The Editorial Executive Committee welcomes letters, which should be less than 250 words. Before a decision to publish is made, letters which refer to a published article may be sent to the author for a response. Any letter may be sent to an expert for comment. When letters are published, they are usually accompanied in the same issue by their responses or comments. The Committee screens out discourteous, inaccurate or libellous statements. The letters are sub-edited before publication. Authors are required to declare any conflicts of interest. The Committee's decision on publication is final.

 

Letter to the Editor

Editor, – The article by Michael McDonough (Aust Prescr 2012;35:20-4) was well written and includes some good material. However, I consider many statements to be incorrect and dangerous such as:

  • ‘Every prescription for opioids is fraught with danger’
  • ‘Before prescribing long-term therapy, there should be a trial period of one month’. By that time many people are already dependent.
  • ‘If prescribing beyond 12 months a second opinion should be obtained’. This person is dependent.

Donald Beard
Surgeon
Norwood, SA

Michael McDonough, author of the article, comments:

While I find myself agreeing with many of the sentiments expressed in the letter, there is no evidence to support the broader generalisation that after a month or even 12 months many patients are already dependent. However, there is some evidence to support that at least some patients may benefit from extended opioid therapy.1 Dr Beard is referring to the state of physiological dependence rather than the dependence syndrome as described in DSM IV-TR2 which is synonymous with the term addiction.
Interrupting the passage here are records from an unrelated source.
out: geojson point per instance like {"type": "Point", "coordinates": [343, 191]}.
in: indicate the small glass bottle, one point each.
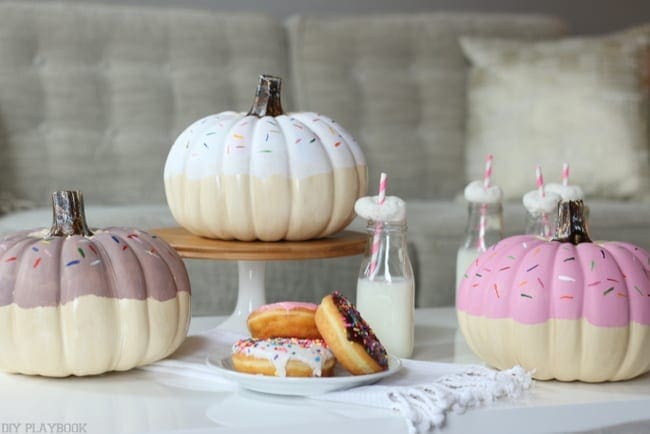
{"type": "Point", "coordinates": [484, 228]}
{"type": "Point", "coordinates": [386, 288]}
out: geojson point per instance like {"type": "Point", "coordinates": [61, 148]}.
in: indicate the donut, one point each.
{"type": "Point", "coordinates": [349, 337]}
{"type": "Point", "coordinates": [283, 357]}
{"type": "Point", "coordinates": [289, 319]}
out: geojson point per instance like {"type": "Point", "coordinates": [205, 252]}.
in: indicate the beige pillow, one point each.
{"type": "Point", "coordinates": [579, 100]}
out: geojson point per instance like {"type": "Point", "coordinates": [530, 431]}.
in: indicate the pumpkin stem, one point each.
{"type": "Point", "coordinates": [267, 97]}
{"type": "Point", "coordinates": [572, 224]}
{"type": "Point", "coordinates": [68, 214]}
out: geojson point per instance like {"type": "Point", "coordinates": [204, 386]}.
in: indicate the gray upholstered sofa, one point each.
{"type": "Point", "coordinates": [92, 97]}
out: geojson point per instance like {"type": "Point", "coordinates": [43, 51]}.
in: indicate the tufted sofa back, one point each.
{"type": "Point", "coordinates": [397, 82]}
{"type": "Point", "coordinates": [93, 96]}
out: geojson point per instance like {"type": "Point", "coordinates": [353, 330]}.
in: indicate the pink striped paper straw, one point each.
{"type": "Point", "coordinates": [540, 180]}
{"type": "Point", "coordinates": [487, 178]}
{"type": "Point", "coordinates": [565, 174]}
{"type": "Point", "coordinates": [376, 240]}
{"type": "Point", "coordinates": [542, 193]}
{"type": "Point", "coordinates": [488, 171]}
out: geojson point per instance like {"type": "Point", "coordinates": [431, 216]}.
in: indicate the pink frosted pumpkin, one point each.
{"type": "Point", "coordinates": [568, 309]}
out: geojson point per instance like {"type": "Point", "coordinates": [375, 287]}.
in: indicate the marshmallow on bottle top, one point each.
{"type": "Point", "coordinates": [537, 204]}
{"type": "Point", "coordinates": [392, 210]}
{"type": "Point", "coordinates": [566, 192]}
{"type": "Point", "coordinates": [477, 193]}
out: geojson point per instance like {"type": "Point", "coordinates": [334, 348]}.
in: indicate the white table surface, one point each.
{"type": "Point", "coordinates": [139, 401]}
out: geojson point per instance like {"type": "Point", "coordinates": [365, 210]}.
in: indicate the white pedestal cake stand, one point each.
{"type": "Point", "coordinates": [251, 258]}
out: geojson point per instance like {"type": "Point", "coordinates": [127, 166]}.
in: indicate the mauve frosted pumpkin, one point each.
{"type": "Point", "coordinates": [264, 174]}
{"type": "Point", "coordinates": [570, 309]}
{"type": "Point", "coordinates": [81, 302]}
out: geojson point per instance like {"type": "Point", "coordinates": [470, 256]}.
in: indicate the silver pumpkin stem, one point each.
{"type": "Point", "coordinates": [572, 224]}
{"type": "Point", "coordinates": [267, 97]}
{"type": "Point", "coordinates": [68, 216]}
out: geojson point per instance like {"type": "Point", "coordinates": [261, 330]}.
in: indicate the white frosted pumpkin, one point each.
{"type": "Point", "coordinates": [265, 174]}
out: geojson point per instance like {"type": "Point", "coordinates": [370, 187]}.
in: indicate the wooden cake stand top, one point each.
{"type": "Point", "coordinates": [188, 245]}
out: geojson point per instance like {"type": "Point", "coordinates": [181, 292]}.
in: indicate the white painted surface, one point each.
{"type": "Point", "coordinates": [138, 401]}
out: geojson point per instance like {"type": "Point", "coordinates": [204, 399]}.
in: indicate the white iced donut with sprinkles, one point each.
{"type": "Point", "coordinates": [283, 357]}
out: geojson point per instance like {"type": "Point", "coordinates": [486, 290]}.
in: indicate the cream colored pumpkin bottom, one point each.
{"type": "Point", "coordinates": [559, 349]}
{"type": "Point", "coordinates": [247, 208]}
{"type": "Point", "coordinates": [91, 335]}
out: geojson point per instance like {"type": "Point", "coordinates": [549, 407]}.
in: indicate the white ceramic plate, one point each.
{"type": "Point", "coordinates": [298, 385]}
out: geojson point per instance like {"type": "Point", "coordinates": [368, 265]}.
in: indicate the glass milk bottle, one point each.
{"type": "Point", "coordinates": [484, 228]}
{"type": "Point", "coordinates": [386, 288]}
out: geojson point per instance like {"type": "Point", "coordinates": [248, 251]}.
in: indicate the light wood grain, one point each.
{"type": "Point", "coordinates": [188, 245]}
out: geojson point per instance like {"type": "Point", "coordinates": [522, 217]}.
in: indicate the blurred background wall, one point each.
{"type": "Point", "coordinates": [583, 16]}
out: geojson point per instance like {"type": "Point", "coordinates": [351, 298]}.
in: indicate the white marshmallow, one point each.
{"type": "Point", "coordinates": [477, 193]}
{"type": "Point", "coordinates": [536, 204]}
{"type": "Point", "coordinates": [392, 210]}
{"type": "Point", "coordinates": [567, 192]}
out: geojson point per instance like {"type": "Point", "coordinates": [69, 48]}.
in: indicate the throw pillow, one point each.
{"type": "Point", "coordinates": [579, 100]}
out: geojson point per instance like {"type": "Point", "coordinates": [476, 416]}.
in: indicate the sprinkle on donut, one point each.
{"type": "Point", "coordinates": [281, 352]}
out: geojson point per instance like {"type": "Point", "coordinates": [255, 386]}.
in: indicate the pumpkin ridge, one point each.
{"type": "Point", "coordinates": [331, 225]}
{"type": "Point", "coordinates": [63, 337]}
{"type": "Point", "coordinates": [290, 175]}
{"type": "Point", "coordinates": [12, 257]}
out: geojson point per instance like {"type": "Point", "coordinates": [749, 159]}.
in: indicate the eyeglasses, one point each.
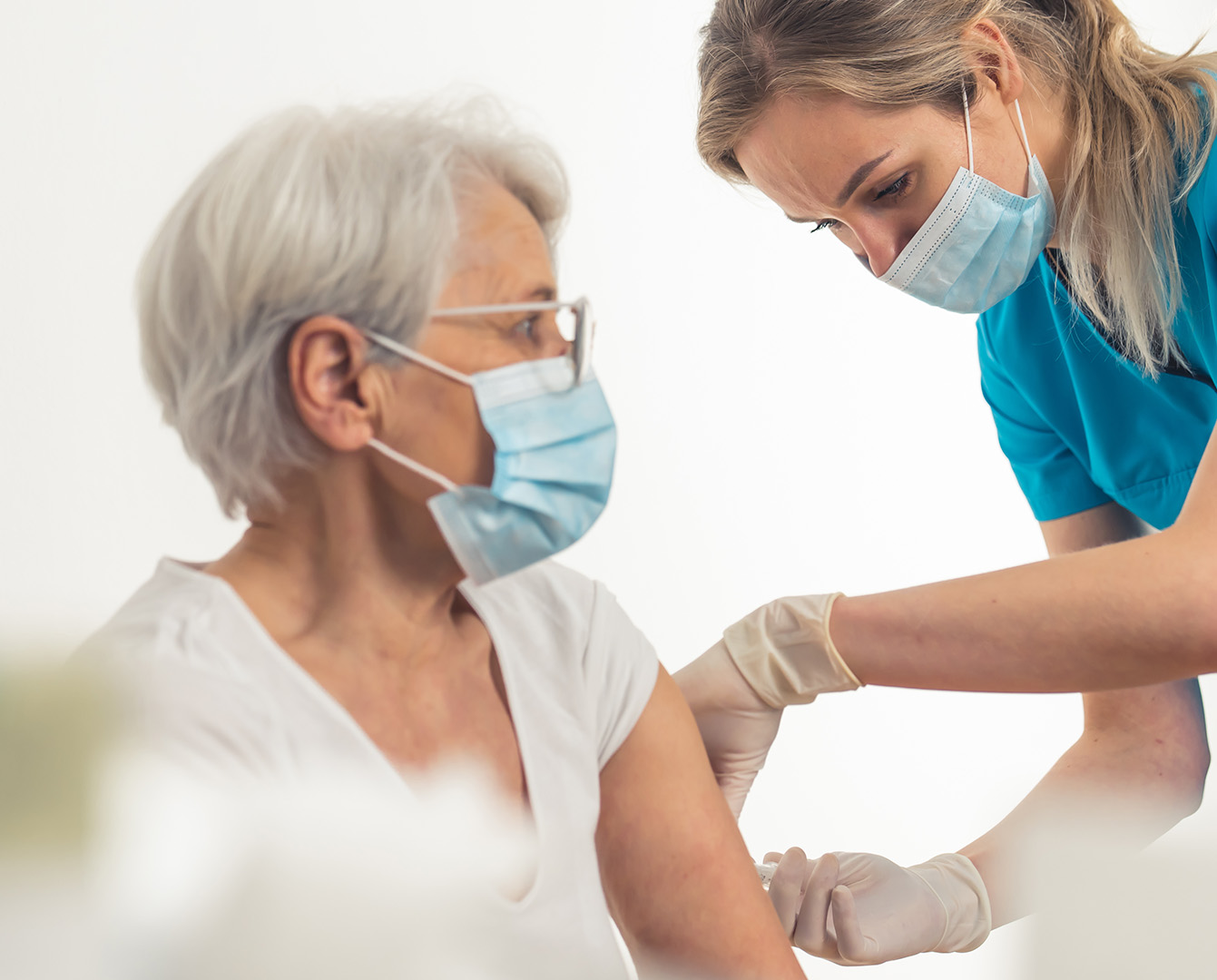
{"type": "Point", "coordinates": [574, 324]}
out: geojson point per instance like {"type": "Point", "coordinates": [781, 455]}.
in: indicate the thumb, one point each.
{"type": "Point", "coordinates": [852, 945]}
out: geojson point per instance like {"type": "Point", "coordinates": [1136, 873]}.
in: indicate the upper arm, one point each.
{"type": "Point", "coordinates": [1159, 726]}
{"type": "Point", "coordinates": [677, 876]}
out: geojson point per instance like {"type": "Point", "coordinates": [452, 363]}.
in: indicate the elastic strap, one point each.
{"type": "Point", "coordinates": [967, 125]}
{"type": "Point", "coordinates": [1026, 143]}
{"type": "Point", "coordinates": [425, 471]}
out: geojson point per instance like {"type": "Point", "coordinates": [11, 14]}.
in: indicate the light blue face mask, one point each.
{"type": "Point", "coordinates": [554, 448]}
{"type": "Point", "coordinates": [981, 242]}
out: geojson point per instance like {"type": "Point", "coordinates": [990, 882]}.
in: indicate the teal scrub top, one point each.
{"type": "Point", "coordinates": [1082, 425]}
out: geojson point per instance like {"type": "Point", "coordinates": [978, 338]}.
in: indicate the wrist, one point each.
{"type": "Point", "coordinates": [785, 652]}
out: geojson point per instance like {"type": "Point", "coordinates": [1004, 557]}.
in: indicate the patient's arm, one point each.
{"type": "Point", "coordinates": [678, 877]}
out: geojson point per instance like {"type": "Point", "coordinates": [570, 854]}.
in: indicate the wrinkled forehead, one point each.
{"type": "Point", "coordinates": [500, 245]}
{"type": "Point", "coordinates": [805, 149]}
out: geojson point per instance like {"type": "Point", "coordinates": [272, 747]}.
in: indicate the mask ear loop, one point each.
{"type": "Point", "coordinates": [388, 451]}
{"type": "Point", "coordinates": [424, 471]}
{"type": "Point", "coordinates": [967, 125]}
{"type": "Point", "coordinates": [1023, 129]}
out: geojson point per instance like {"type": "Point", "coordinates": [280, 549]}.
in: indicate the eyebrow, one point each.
{"type": "Point", "coordinates": [851, 185]}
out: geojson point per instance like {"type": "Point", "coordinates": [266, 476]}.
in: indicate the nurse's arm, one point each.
{"type": "Point", "coordinates": [1139, 612]}
{"type": "Point", "coordinates": [661, 812]}
{"type": "Point", "coordinates": [1138, 767]}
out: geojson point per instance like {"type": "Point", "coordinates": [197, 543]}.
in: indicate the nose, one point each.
{"type": "Point", "coordinates": [875, 246]}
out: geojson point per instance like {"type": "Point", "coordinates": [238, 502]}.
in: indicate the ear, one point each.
{"type": "Point", "coordinates": [329, 377]}
{"type": "Point", "coordinates": [996, 67]}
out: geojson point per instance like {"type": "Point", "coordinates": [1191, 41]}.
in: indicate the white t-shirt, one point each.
{"type": "Point", "coordinates": [577, 674]}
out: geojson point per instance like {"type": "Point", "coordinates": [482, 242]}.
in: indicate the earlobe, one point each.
{"type": "Point", "coordinates": [325, 362]}
{"type": "Point", "coordinates": [996, 60]}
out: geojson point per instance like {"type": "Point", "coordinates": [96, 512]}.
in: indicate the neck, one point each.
{"type": "Point", "coordinates": [345, 560]}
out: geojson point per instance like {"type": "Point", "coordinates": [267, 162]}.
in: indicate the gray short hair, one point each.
{"type": "Point", "coordinates": [353, 213]}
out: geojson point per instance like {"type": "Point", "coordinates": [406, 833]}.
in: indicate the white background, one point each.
{"type": "Point", "coordinates": [786, 424]}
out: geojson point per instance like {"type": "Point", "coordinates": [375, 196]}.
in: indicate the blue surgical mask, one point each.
{"type": "Point", "coordinates": [554, 448]}
{"type": "Point", "coordinates": [981, 242]}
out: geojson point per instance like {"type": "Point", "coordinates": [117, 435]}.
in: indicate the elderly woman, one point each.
{"type": "Point", "coordinates": [352, 321]}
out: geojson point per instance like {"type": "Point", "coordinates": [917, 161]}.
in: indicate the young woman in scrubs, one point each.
{"type": "Point", "coordinates": [1034, 162]}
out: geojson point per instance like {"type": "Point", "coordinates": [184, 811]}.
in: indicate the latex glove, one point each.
{"type": "Point", "coordinates": [735, 724]}
{"type": "Point", "coordinates": [859, 908]}
{"type": "Point", "coordinates": [785, 652]}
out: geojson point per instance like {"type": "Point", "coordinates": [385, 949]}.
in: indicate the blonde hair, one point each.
{"type": "Point", "coordinates": [1141, 132]}
{"type": "Point", "coordinates": [352, 212]}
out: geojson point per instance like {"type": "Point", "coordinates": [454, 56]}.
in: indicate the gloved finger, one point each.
{"type": "Point", "coordinates": [786, 887]}
{"type": "Point", "coordinates": [852, 945]}
{"type": "Point", "coordinates": [810, 930]}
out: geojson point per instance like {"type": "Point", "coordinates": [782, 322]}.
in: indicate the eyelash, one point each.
{"type": "Point", "coordinates": [896, 190]}
{"type": "Point", "coordinates": [530, 324]}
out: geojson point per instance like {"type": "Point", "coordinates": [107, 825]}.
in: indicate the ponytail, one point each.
{"type": "Point", "coordinates": [1141, 120]}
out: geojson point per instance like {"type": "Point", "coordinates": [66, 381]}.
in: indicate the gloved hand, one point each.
{"type": "Point", "coordinates": [785, 652]}
{"type": "Point", "coordinates": [777, 655]}
{"type": "Point", "coordinates": [735, 724]}
{"type": "Point", "coordinates": [859, 908]}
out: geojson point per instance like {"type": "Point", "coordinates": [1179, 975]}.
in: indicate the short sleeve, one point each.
{"type": "Point", "coordinates": [1053, 478]}
{"type": "Point", "coordinates": [620, 667]}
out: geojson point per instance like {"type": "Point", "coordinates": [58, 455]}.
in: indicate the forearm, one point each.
{"type": "Point", "coordinates": [1115, 789]}
{"type": "Point", "coordinates": [1134, 612]}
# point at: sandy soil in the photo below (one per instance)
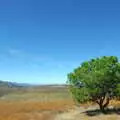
(81, 114)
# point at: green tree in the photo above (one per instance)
(97, 80)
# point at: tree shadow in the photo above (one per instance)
(98, 112)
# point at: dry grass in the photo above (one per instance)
(48, 103)
(30, 110)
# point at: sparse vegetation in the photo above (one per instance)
(97, 80)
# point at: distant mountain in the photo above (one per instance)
(12, 84)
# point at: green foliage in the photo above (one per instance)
(96, 79)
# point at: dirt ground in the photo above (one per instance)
(57, 110)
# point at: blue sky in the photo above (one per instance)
(43, 40)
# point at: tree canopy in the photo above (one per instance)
(96, 80)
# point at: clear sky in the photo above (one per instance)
(43, 40)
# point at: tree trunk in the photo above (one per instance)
(103, 106)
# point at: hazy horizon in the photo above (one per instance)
(42, 41)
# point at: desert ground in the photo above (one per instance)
(50, 103)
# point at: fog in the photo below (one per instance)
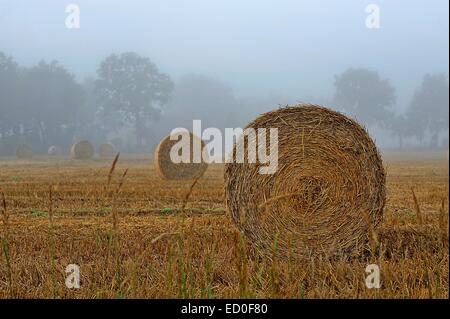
(228, 61)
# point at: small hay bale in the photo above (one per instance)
(82, 150)
(55, 151)
(330, 182)
(24, 151)
(106, 151)
(178, 171)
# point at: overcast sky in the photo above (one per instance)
(292, 48)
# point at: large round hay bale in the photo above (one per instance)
(55, 151)
(82, 150)
(167, 169)
(106, 151)
(328, 188)
(24, 151)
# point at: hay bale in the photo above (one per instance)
(330, 182)
(178, 171)
(55, 151)
(82, 150)
(24, 151)
(106, 151)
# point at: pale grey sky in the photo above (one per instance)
(288, 47)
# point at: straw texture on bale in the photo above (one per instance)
(106, 151)
(327, 194)
(24, 151)
(178, 171)
(55, 150)
(82, 150)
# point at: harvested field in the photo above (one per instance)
(137, 241)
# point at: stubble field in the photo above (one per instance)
(137, 236)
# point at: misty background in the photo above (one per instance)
(135, 70)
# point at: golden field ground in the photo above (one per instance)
(139, 243)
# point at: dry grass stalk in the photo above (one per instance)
(417, 208)
(443, 224)
(51, 241)
(330, 174)
(5, 246)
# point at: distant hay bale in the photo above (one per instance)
(106, 151)
(178, 171)
(82, 150)
(24, 151)
(55, 151)
(329, 184)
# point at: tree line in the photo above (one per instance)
(131, 104)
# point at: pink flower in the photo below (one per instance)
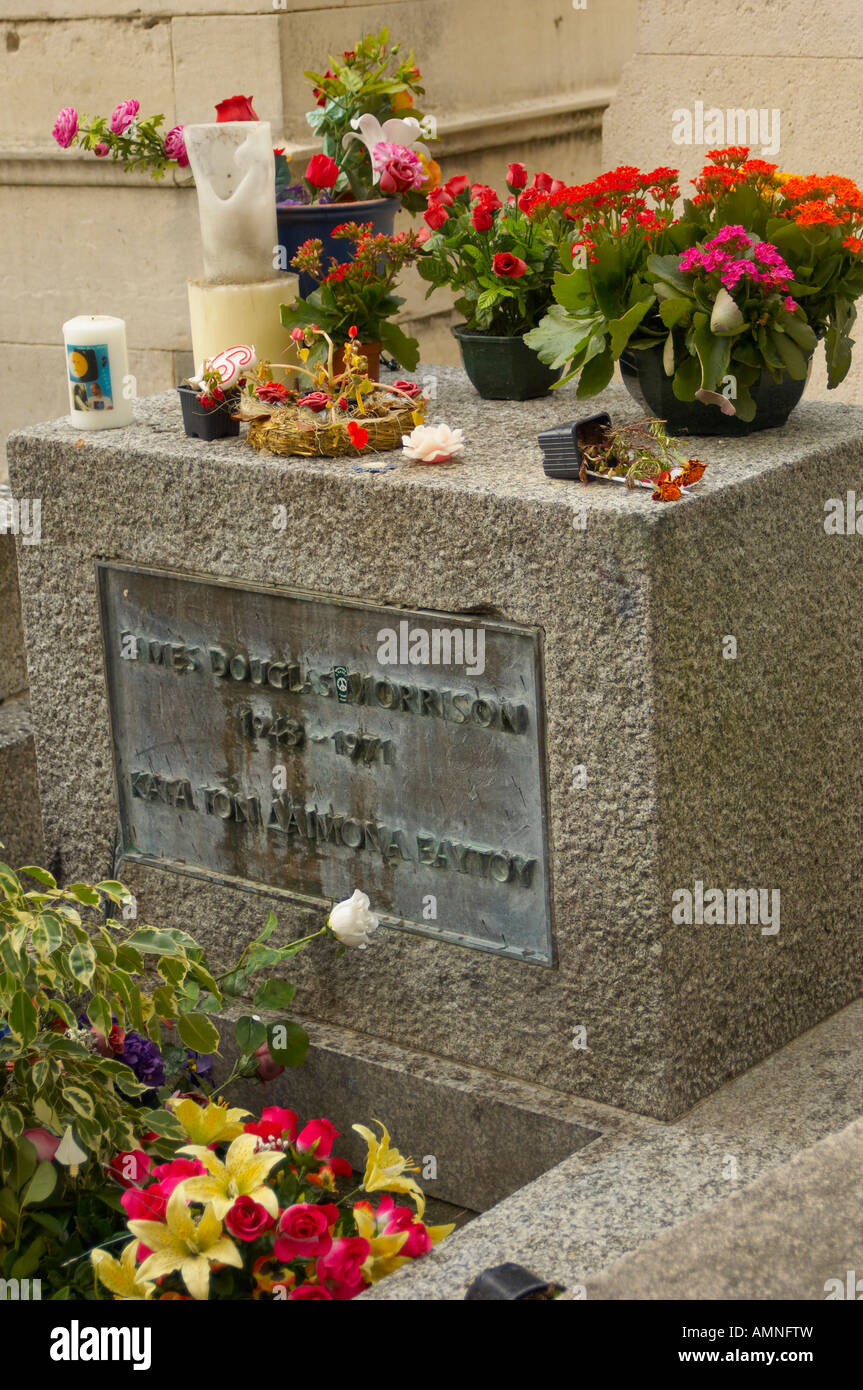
(339, 1269)
(248, 1219)
(175, 146)
(305, 1230)
(321, 1132)
(122, 116)
(129, 1168)
(274, 1123)
(66, 127)
(43, 1141)
(171, 1175)
(145, 1204)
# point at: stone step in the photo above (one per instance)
(794, 1233)
(20, 816)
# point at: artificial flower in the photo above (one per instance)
(352, 922)
(121, 1276)
(186, 1246)
(432, 444)
(387, 1168)
(305, 1230)
(122, 116)
(209, 1123)
(235, 109)
(242, 1173)
(248, 1219)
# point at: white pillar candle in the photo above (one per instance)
(97, 371)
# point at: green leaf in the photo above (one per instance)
(274, 994)
(249, 1033)
(40, 1184)
(82, 893)
(288, 1043)
(596, 374)
(39, 875)
(22, 1018)
(10, 883)
(623, 328)
(82, 962)
(198, 1032)
(99, 1014)
(79, 1101)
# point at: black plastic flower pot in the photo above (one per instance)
(503, 369)
(207, 424)
(646, 381)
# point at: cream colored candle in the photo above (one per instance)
(97, 371)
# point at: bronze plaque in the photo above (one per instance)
(314, 745)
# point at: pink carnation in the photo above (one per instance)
(66, 127)
(122, 116)
(175, 146)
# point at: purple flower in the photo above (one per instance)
(66, 127)
(175, 146)
(122, 116)
(145, 1059)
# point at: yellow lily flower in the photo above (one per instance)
(387, 1168)
(243, 1173)
(185, 1244)
(122, 1276)
(209, 1123)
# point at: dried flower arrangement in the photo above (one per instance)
(343, 412)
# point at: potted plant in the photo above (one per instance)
(209, 410)
(714, 314)
(341, 412)
(500, 259)
(373, 148)
(356, 293)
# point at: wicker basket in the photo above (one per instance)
(280, 432)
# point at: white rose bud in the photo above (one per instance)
(352, 922)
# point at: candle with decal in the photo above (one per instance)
(97, 371)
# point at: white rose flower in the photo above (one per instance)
(352, 922)
(432, 444)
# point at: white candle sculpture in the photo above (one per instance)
(97, 371)
(239, 296)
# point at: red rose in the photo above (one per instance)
(303, 1230)
(248, 1219)
(316, 401)
(235, 109)
(542, 182)
(321, 1132)
(456, 185)
(507, 266)
(274, 1122)
(435, 216)
(321, 171)
(339, 1268)
(129, 1169)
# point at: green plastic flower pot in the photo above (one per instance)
(503, 369)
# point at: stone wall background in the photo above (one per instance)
(506, 81)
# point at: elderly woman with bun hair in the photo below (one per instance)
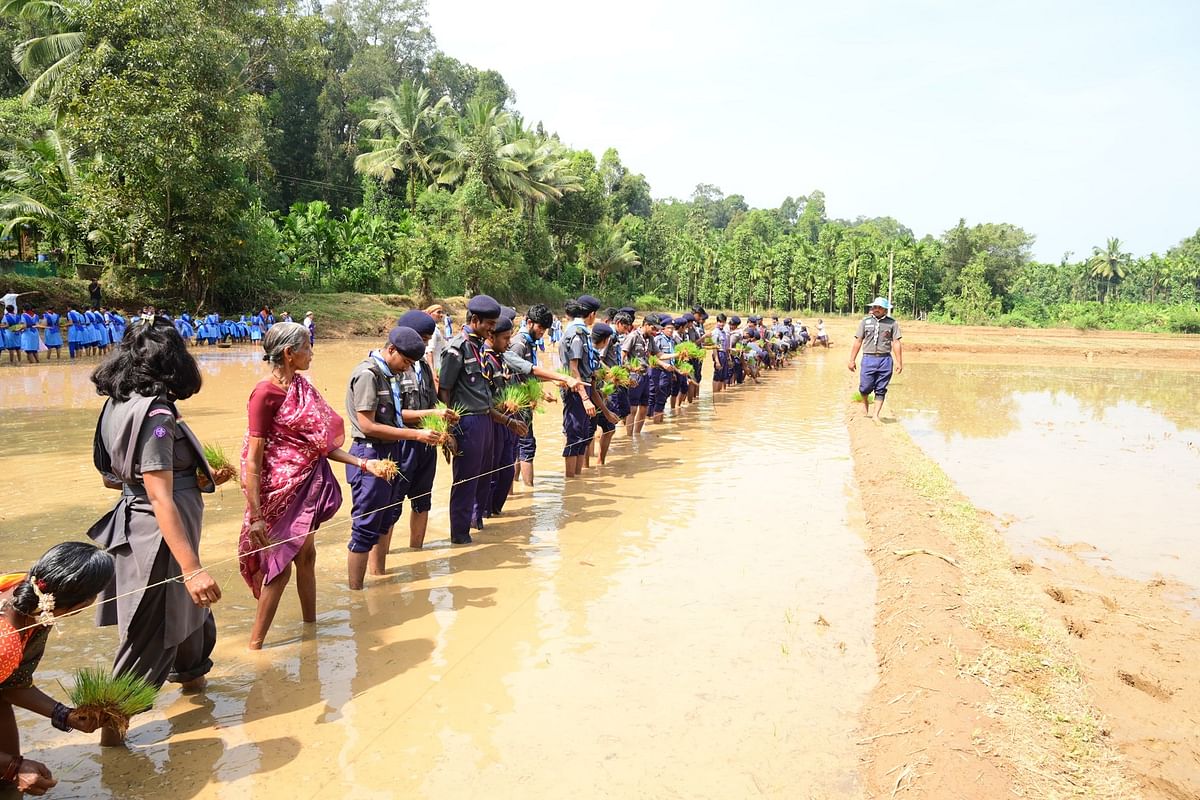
(289, 487)
(66, 579)
(161, 596)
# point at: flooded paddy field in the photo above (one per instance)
(1083, 453)
(1104, 459)
(695, 619)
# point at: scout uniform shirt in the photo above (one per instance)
(877, 335)
(576, 346)
(373, 388)
(466, 374)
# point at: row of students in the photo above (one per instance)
(90, 331)
(143, 447)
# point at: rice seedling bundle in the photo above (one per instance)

Most people who develop a form of physiological dependence to opioids in the context of medical treatment can be withdrawn from opioids without significant risk of developing persistent craving for opioids or chronic, relapsing and remitting opioid use disorder. Further, there are patients who may derive benefit from continued opioid therapy but within the caveats that both I and others have described.3

Having concern about opioid use is always appropriate. However, this concern should not, of itself, justify the absolute avoidance approach, especially in appropriately selected and monitored patients.